What is the 1° weekly OISST and how is it different from the 1/4° daily OISST?

The earliest OISST analyses were at lower spatial and temporal resolution. This includes the NOAA 1° weekly OISST (version 2) available at NCEP, described in Reynolds et al. (2002), and referred to as OI.V2. NCEP also runs a copy of the daily OISST software for internal use. This and the fact that weekly and daily analyses are both at version 2 often leads to confusion. Weekly OISST is not a seven day average of 1/4° daily OISST; it uses a week of satellite observations averaged onto a 1° grid prior to interpolation. Daily OISST uses a day of satellite observations averaged onto the 1/4° grid. There are other methodological differences between the two products, discussed in the references previously mentioned.

What are the inputs to the daily OISST and how are they processed?

There are three inputs to the daily OISST: buoy and ship (in situ) sea surface temperature (SST), satellite SST, and gridded sea ice concentration. Each input has a different preparation method, as described in Reynolds et al. (2007). The in situ SSTs need to be checked for outliers, and then averaged onto the 1/4° grid, separately for ships and buoys.

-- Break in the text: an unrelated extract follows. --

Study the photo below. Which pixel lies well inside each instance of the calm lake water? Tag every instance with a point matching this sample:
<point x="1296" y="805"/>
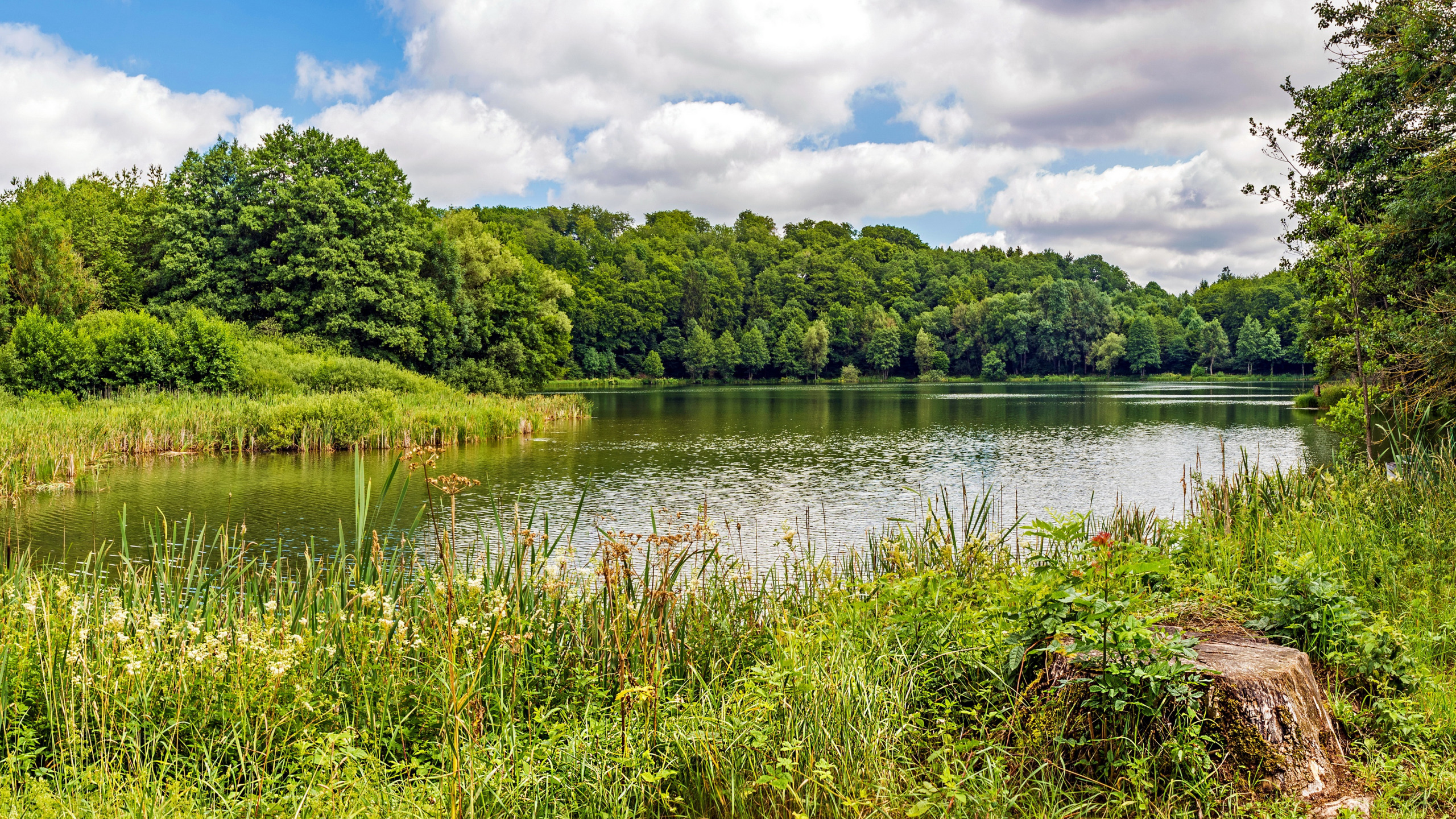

The ship data are adjusted to the buoys by subtracting a constant 0.14°C. Similarly, satellite temperatures are averaged onto the analysis grid, after which they are bias-adjusted to the in situ data. For the marginal ice zone, where there is little in situ data, proxy SSTs are generated from sea ice concentrations. The interpolation step combines the prepared inputs. Banzon et al. (2016) provides more details on the input datasets used.

The information in this chart is also available in Reynolds et al. 2007 and Banzon et al. 2016

What climatology is used to compute the SST anomalies?

The climatology used to compute the daily OISST anomalies, available from NCEP, represents the 1971–2000 base period and is interpolated to 1/4° daily grid file from the 1° monthly file. The climatology is described in Xue et al. (2003).